Jakarta, Portonews.com – Lebih dari 4,3 juta orang akan memberikan suaranya pada pemilihan umum Hong Kong, Minggu (24/11/2019). Pemilu ini adalah yang pertama diselenggarakan pemerintah sejak negara kota itu diterpa gelombang unjuk rasa.
Pemungutan suara ini digelar untuk memilih anggota dewan distrik, lembaga pemerintahan yang lebih rendah yang mengurus permasalahan lokal seperti jalur bus dan fasilitas rekreasi. Masa bakti anggota dewan distrik ini empat tahun. Total terdapat 18 dewan yang mewakili masing-masing distrik yang tersebar di Hong Kong.
Di tengah kuatnya protes anti-pemerintah, yang sudah berlangsung lebih dari lima bulan, pemilu kali ini tampaknya menjadi lebih penting. Inilah kesempatan warga Hong Kong menentukan pendapatnya secara konstitusional.
“Pemilu nanti akan menjadi barometer yang mencerminkan sentimen sosial dan juga apakah rakyat mendukung pemerintah atau pengunjuk rasa. Atau mungkin rakyat sudah lelah dengan semua kekerasan yang terjadi,” kata dosen senior jurusan jurnalistik Universitas Baptis Hong Kong, Bruce Lui, seperti dikutip cnbc.com, Jumat (22/11/2019).
Lui memperkirakan sebagian pemilih akan memperlihatkan simpatinya terhadap pengunjuk rasa. Tapi dia juga yakin ada pemilih yang bakal membela polisi meski aparat hukum dituduh melakukan penindakan berlebihan terhadap demonstran.
Kubu pro-demokrasi diprediksi meraih kemenangan di beberapa distrik. Tapi kubu pro-Beijing kemungkinan tetap akan mendominasi dewan. “Beberapa bulan lalu, saya menduga kandidat oposisi bisa menang besar,” kata wakil ketua Asosiasi Cina untuk Kajian Hong Kong dan Makau, Lau Siu-kai.

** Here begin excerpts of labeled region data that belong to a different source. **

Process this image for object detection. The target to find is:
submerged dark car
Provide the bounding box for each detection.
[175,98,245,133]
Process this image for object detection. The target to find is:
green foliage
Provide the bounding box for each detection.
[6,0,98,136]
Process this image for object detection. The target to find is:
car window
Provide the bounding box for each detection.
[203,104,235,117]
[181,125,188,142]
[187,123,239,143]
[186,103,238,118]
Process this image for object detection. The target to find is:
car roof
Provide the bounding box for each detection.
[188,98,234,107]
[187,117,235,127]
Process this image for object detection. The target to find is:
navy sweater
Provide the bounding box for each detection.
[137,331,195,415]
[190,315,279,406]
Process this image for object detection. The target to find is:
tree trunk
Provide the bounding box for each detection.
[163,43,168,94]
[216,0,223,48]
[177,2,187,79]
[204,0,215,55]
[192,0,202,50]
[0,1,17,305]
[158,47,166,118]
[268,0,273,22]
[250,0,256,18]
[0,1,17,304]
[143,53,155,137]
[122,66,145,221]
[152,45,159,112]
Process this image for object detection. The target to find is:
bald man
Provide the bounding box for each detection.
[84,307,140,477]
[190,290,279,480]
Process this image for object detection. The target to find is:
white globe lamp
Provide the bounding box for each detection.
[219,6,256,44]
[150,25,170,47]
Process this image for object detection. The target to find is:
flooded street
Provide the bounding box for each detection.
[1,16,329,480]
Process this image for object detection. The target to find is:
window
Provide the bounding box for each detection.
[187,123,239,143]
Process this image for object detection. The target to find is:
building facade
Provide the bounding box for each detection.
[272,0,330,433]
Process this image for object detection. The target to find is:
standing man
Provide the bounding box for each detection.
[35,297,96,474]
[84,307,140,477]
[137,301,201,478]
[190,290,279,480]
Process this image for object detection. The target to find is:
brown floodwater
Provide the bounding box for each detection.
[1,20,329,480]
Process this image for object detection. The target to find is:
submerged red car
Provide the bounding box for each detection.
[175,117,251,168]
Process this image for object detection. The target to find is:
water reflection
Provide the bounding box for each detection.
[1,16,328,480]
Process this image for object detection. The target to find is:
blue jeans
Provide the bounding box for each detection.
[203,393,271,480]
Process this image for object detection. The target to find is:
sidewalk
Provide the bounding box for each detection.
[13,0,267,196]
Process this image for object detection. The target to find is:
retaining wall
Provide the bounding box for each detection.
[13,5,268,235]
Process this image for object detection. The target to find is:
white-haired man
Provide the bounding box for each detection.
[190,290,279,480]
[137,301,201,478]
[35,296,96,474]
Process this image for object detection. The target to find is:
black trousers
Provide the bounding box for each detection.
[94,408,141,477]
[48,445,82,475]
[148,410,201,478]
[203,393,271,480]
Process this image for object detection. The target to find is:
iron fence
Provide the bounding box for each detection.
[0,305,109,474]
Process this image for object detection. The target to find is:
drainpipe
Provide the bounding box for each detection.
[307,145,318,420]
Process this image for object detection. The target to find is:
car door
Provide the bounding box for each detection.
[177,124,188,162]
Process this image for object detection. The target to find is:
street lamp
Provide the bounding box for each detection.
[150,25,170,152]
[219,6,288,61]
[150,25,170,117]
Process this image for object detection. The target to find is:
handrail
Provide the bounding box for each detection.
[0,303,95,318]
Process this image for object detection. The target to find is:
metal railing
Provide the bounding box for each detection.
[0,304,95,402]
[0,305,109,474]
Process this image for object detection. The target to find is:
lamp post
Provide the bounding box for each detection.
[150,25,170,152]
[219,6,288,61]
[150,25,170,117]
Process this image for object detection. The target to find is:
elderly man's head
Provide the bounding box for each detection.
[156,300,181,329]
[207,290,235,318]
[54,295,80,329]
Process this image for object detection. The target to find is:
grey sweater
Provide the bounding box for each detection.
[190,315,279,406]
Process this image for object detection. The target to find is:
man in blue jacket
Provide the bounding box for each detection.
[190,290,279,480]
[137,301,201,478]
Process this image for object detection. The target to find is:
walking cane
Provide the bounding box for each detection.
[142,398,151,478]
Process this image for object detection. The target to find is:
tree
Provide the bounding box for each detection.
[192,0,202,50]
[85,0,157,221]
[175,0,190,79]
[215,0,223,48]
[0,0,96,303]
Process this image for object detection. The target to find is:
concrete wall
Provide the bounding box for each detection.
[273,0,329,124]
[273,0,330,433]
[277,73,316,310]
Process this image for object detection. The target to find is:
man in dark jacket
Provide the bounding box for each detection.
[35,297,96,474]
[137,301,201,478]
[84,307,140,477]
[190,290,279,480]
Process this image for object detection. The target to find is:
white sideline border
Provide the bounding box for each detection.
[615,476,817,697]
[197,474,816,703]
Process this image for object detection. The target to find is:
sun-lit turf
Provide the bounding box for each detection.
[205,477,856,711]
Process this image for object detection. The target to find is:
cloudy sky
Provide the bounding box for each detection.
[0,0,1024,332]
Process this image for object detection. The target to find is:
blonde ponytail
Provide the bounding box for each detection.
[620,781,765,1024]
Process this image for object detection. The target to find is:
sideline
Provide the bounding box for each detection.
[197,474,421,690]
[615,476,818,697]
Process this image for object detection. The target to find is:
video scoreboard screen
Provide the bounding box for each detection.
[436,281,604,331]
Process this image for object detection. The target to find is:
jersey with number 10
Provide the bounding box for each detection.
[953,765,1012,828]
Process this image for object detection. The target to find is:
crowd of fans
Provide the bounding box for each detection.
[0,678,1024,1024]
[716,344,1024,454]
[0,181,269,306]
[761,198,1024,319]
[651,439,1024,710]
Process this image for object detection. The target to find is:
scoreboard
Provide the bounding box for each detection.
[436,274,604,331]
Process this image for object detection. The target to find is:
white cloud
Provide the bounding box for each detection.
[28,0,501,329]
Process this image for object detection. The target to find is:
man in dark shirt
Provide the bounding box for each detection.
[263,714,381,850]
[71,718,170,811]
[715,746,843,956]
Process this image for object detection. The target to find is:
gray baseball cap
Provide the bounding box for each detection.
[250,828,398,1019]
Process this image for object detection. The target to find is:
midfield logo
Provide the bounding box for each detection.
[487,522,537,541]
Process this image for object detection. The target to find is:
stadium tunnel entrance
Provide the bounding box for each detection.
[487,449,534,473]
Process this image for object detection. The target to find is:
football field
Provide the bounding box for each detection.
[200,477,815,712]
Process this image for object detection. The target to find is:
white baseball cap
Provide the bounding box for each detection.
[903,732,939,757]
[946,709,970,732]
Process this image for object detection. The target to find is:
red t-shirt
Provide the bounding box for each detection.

“Tapi sekarang, saya rasa selisih kemenangannya akan lebih kecil, dan akan semakin kecil jika tindak kekerasan terus terjadi,” ujarnya.
Sistem Pemilu
Sejak Hong Kong dikembalikan Inggris ke pangkuan Cina pada 1997, bandar internasional ini dikelola di bawah prinsip “satu negara, dua sistem”. Kebijakan ini memungkinkan Hong Kong menyelenggarakan pemerintahan sendiri dan memiliki banyak kebebasan, termasuk pemilu. Warga Hong Kong juga menikmati otonomi yang jauh lebih luar dibanding kerabatnya di Cina.
Berdasarkan sistem elektoral yang berlaku, hanya 94 persen kursi dewan distrik dan setengah kursi di dewan legislatif yang dipilih lewat pemilu. Kepala eksekutif Hong Kong, yang merupakan pemimpin pemerintahan negara kota ini, hanya bisa dicalonkan dan dipilih oleh komite yang terdiri atas 1.200 orang anggota, yang sebagian besarnya adalah elite pro-Beijing.